Use this checklist when reviewing an execution plan before code generation begins. The plan translates a specification into a sequenced execution path. It determines the order of work, the scope of each generation unit, and where specialist review is required.
Phase Scoping
- The plan breaks the work into discrete phases with clear boundaries
- Each phase has a defined scope: what is included and what is excluded
- Each phase produces a verifiable output — something that can be checked against the specification independently
- No single phase is so large that its output cannot be meaningfully reviewed
- Phases correspond to logical domain boundaries (data layer, API layer, presentation layer) rather than arbitrary size splits
Dependency Ordering
- Dependencies between phases are identified and sequenced correctly
- Phases that produce interfaces consumed by later phases are scheduled first
- Circular dependencies are identified and resolved (or explicitly accepted with a mitigation strategy)
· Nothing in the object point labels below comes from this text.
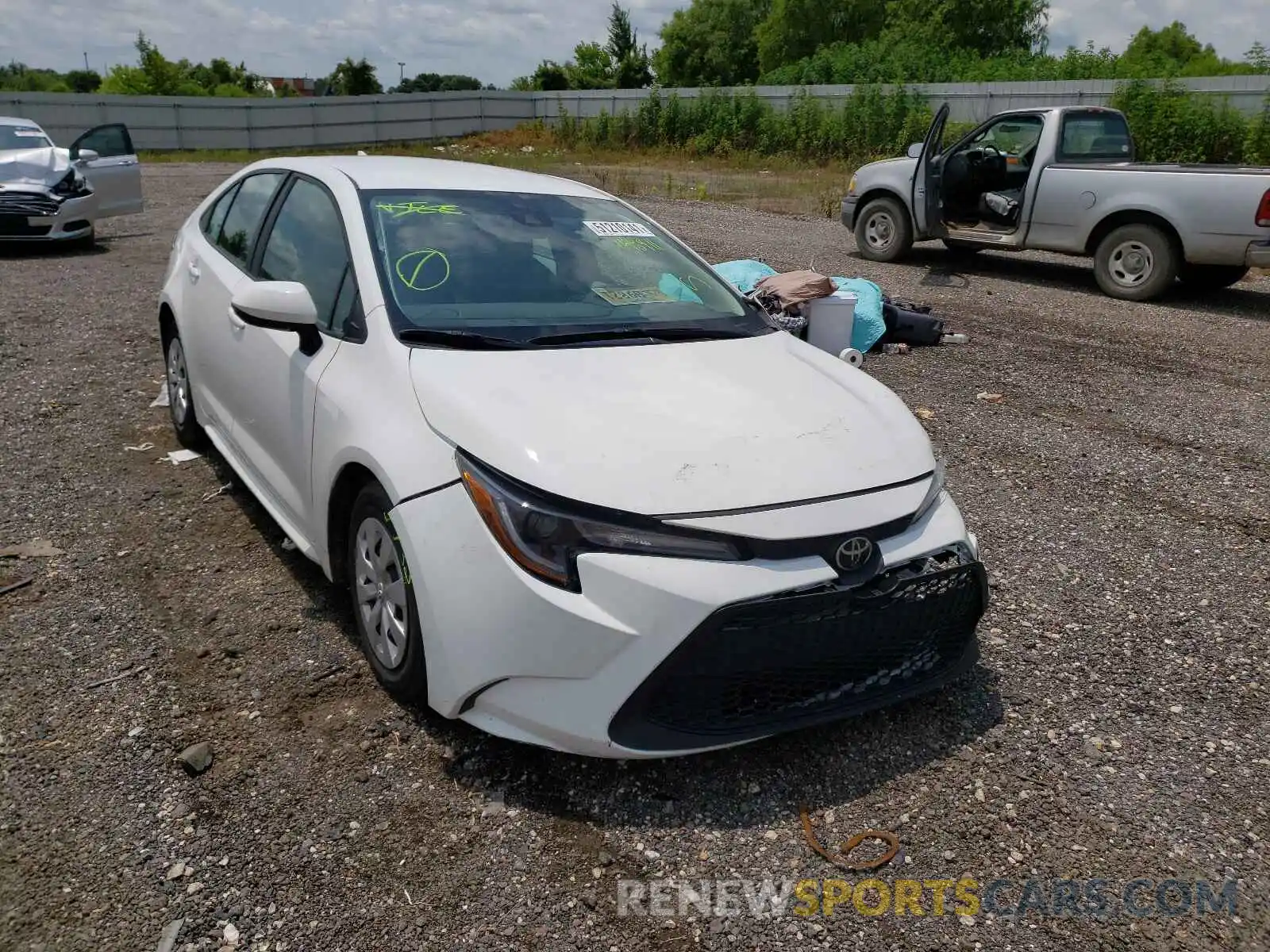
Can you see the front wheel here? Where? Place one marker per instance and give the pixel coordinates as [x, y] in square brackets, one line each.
[883, 230]
[1136, 263]
[181, 397]
[383, 596]
[1212, 277]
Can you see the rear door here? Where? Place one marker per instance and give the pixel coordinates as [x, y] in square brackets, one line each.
[926, 179]
[114, 175]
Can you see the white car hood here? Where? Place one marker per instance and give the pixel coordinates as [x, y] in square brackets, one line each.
[35, 167]
[675, 428]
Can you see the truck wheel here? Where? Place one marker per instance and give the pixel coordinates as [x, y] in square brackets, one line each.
[1212, 277]
[1136, 263]
[962, 248]
[883, 230]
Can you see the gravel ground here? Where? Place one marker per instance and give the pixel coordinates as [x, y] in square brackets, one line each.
[1115, 729]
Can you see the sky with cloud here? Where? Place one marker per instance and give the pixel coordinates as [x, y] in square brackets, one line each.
[493, 40]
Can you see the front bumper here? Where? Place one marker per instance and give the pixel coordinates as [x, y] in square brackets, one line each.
[622, 670]
[33, 216]
[849, 213]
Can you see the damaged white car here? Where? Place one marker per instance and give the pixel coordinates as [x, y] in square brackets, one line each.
[59, 194]
[582, 494]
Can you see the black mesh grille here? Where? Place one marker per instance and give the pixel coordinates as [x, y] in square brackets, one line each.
[770, 666]
[14, 226]
[27, 203]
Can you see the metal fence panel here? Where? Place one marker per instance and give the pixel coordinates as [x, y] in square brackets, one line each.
[200, 122]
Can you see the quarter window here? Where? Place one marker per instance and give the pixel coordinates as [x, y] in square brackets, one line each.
[306, 244]
[237, 236]
[1095, 137]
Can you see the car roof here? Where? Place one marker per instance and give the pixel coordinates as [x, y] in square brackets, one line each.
[394, 171]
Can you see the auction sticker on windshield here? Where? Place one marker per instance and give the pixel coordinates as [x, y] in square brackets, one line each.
[634, 296]
[619, 228]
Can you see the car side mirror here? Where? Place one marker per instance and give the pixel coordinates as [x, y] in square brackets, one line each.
[279, 305]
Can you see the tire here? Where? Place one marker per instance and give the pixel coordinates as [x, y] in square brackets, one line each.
[962, 248]
[1136, 263]
[383, 598]
[181, 397]
[883, 230]
[1212, 277]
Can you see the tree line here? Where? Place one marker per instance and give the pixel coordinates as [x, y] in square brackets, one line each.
[154, 74]
[740, 44]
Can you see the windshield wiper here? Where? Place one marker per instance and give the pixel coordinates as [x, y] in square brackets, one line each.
[464, 340]
[652, 333]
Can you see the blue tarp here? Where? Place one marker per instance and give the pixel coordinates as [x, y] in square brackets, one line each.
[868, 327]
[743, 274]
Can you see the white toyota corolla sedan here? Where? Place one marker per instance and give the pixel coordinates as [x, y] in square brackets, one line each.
[581, 492]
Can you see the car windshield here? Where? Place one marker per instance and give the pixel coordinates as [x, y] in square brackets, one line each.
[13, 137]
[530, 266]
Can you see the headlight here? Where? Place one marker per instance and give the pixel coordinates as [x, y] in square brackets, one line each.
[545, 539]
[933, 494]
[73, 183]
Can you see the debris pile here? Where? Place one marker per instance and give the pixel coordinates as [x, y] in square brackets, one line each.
[874, 323]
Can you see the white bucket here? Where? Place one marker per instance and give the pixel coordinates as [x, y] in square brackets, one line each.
[829, 321]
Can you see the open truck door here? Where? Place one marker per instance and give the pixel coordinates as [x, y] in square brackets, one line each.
[110, 163]
[927, 209]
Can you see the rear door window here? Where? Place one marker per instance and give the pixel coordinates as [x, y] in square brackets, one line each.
[241, 226]
[306, 244]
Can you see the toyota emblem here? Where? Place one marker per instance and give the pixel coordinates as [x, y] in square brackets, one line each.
[854, 554]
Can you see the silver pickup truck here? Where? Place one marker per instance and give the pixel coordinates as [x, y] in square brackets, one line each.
[1066, 181]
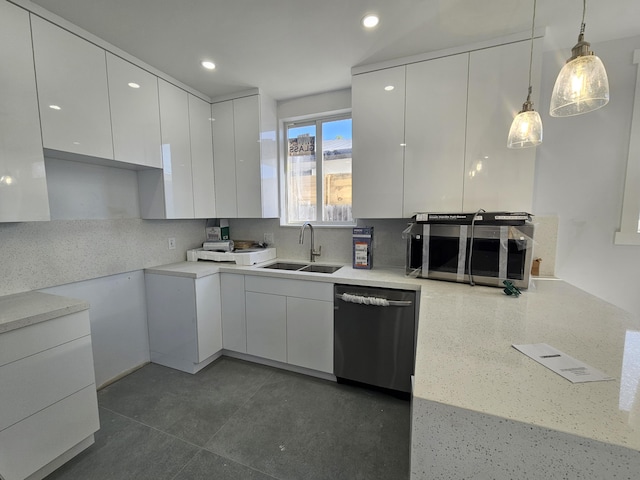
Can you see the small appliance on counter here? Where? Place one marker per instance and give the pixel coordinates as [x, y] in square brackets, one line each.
[250, 256]
[483, 247]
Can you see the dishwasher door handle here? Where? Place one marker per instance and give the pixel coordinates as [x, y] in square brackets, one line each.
[373, 301]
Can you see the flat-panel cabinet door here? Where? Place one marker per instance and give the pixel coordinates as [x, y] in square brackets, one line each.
[224, 155]
[23, 183]
[436, 106]
[176, 151]
[234, 325]
[204, 200]
[135, 113]
[209, 324]
[378, 143]
[310, 334]
[496, 177]
[71, 76]
[246, 121]
[267, 326]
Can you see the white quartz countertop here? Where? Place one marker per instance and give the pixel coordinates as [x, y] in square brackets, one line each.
[465, 356]
[24, 309]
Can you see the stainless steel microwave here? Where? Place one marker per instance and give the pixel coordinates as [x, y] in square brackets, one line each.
[482, 254]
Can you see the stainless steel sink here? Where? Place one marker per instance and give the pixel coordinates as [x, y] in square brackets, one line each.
[303, 267]
[320, 268]
[286, 266]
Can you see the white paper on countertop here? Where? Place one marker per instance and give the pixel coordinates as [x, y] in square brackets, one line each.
[573, 370]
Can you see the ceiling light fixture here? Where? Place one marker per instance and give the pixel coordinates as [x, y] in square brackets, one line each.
[526, 128]
[582, 85]
[370, 21]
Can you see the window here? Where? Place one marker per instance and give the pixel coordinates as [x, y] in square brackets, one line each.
[318, 187]
[629, 233]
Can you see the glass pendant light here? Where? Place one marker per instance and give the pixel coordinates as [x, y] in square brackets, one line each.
[582, 85]
[526, 129]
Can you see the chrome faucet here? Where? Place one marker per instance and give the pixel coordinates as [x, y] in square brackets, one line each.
[312, 253]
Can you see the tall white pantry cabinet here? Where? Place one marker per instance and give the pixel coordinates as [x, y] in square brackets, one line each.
[431, 136]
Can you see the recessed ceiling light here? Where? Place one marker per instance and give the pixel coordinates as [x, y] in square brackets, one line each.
[370, 21]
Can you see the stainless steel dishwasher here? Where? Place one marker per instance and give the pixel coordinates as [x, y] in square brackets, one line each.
[374, 336]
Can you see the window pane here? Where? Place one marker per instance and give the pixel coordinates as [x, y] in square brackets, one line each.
[301, 174]
[336, 169]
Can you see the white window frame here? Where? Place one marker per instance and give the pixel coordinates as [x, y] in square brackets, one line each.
[630, 222]
[302, 121]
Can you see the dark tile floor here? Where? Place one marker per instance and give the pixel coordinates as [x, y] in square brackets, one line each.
[237, 420]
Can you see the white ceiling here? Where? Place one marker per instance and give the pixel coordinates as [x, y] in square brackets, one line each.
[293, 48]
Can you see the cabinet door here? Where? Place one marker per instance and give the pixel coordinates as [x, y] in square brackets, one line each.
[496, 177]
[135, 113]
[378, 143]
[23, 184]
[246, 115]
[209, 324]
[436, 107]
[71, 76]
[234, 325]
[224, 159]
[204, 200]
[267, 325]
[176, 151]
[310, 334]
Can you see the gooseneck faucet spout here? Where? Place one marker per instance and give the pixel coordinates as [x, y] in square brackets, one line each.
[312, 253]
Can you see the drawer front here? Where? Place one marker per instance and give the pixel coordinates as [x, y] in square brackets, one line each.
[33, 383]
[36, 441]
[290, 288]
[30, 340]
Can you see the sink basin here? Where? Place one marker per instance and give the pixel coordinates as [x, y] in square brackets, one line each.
[320, 268]
[303, 267]
[286, 266]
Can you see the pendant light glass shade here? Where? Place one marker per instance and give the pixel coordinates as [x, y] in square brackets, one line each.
[526, 128]
[582, 86]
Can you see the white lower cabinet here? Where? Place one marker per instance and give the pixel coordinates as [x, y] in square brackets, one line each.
[234, 322]
[310, 333]
[290, 321]
[184, 319]
[48, 395]
[267, 326]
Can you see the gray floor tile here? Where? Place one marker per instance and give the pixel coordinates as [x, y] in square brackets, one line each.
[125, 449]
[206, 466]
[301, 428]
[191, 407]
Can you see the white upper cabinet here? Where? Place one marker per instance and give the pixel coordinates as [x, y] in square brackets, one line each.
[23, 185]
[378, 100]
[204, 200]
[72, 92]
[496, 177]
[176, 151]
[135, 113]
[436, 105]
[244, 142]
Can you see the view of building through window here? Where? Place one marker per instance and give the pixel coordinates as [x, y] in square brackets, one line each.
[319, 187]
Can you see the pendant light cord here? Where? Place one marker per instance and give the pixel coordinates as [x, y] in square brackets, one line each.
[533, 25]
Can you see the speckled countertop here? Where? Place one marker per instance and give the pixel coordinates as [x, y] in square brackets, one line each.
[24, 309]
[465, 359]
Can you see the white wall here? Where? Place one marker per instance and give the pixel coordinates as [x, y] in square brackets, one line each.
[580, 173]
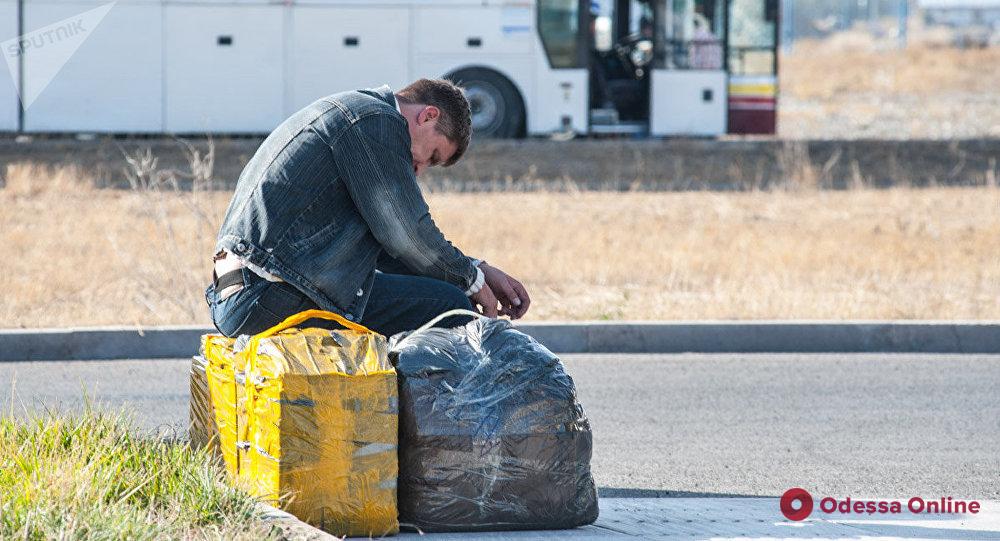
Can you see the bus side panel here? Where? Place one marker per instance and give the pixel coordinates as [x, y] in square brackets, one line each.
[561, 100]
[502, 38]
[111, 83]
[688, 102]
[753, 104]
[224, 72]
[9, 70]
[343, 48]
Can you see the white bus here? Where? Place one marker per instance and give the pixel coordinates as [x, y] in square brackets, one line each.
[658, 67]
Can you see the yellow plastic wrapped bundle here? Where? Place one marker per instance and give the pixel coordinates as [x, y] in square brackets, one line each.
[316, 420]
[214, 398]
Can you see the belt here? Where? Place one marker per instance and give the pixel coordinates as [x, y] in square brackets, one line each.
[231, 278]
[232, 271]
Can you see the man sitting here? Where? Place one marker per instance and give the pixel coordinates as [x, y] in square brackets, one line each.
[328, 214]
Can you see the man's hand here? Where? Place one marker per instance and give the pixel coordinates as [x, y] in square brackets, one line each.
[502, 288]
[485, 301]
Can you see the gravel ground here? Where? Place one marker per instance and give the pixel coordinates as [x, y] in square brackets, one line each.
[697, 425]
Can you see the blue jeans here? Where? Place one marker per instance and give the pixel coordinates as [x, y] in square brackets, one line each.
[398, 303]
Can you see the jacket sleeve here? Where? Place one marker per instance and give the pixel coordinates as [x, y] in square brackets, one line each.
[373, 159]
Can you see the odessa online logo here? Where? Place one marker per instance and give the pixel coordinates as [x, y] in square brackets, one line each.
[796, 504]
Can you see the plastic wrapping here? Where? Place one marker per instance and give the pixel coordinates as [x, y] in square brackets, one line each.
[308, 419]
[492, 436]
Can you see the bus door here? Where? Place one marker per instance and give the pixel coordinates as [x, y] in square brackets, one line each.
[688, 83]
[621, 51]
[753, 66]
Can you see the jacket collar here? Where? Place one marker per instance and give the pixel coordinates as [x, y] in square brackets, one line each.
[385, 94]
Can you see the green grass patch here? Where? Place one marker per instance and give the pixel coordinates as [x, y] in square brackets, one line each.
[91, 475]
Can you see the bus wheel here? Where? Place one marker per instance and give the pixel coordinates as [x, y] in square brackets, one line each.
[497, 108]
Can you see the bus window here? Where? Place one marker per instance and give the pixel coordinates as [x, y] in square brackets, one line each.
[559, 27]
[752, 34]
[690, 34]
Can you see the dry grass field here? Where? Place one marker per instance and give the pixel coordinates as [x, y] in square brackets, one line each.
[80, 256]
[849, 87]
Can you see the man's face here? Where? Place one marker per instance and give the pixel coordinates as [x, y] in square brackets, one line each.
[428, 146]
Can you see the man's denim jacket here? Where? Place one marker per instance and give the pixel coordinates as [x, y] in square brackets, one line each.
[326, 192]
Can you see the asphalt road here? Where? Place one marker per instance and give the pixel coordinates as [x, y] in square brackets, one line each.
[695, 425]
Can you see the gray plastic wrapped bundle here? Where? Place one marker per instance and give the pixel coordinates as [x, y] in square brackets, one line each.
[492, 436]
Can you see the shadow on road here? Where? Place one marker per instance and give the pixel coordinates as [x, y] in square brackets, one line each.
[609, 492]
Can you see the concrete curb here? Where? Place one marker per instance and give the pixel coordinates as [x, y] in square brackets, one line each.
[103, 343]
[291, 527]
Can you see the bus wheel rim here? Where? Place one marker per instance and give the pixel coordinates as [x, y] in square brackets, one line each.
[487, 107]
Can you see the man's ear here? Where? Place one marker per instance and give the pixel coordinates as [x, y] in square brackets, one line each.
[428, 113]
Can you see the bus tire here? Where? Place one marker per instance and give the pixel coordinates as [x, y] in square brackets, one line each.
[497, 106]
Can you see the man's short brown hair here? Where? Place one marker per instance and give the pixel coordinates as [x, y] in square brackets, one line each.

- External dependencies (third-party services, shared libraries, infrastructure provisioning) are accounted for in the schedule
- The plan identifies which phases can execute in parallel and which must be sequential
Specialist Domain Coverage
- The plan identifies which specialist review domains are triggered by each phase
- Database changes: migration strategy, rollback approach, data integrity checks, and performance impact are flagged for specialist review
- Security-sensitive changes: authentication, authorization, data handling, and trust boundary modifications are flagged for specialist review
- API changes: backward compatibility, versioning, contract completeness, and consumer impact are flagged for specialist review
- Infrastructure changes: deployment configuration, scaling behavior, failure modes, and environment parity are flagged for specialist review
- The plan names who will perform each specialist review (role or individual)
Risk Identification
- The plan identifies risks specific to each phase (not generic project risks)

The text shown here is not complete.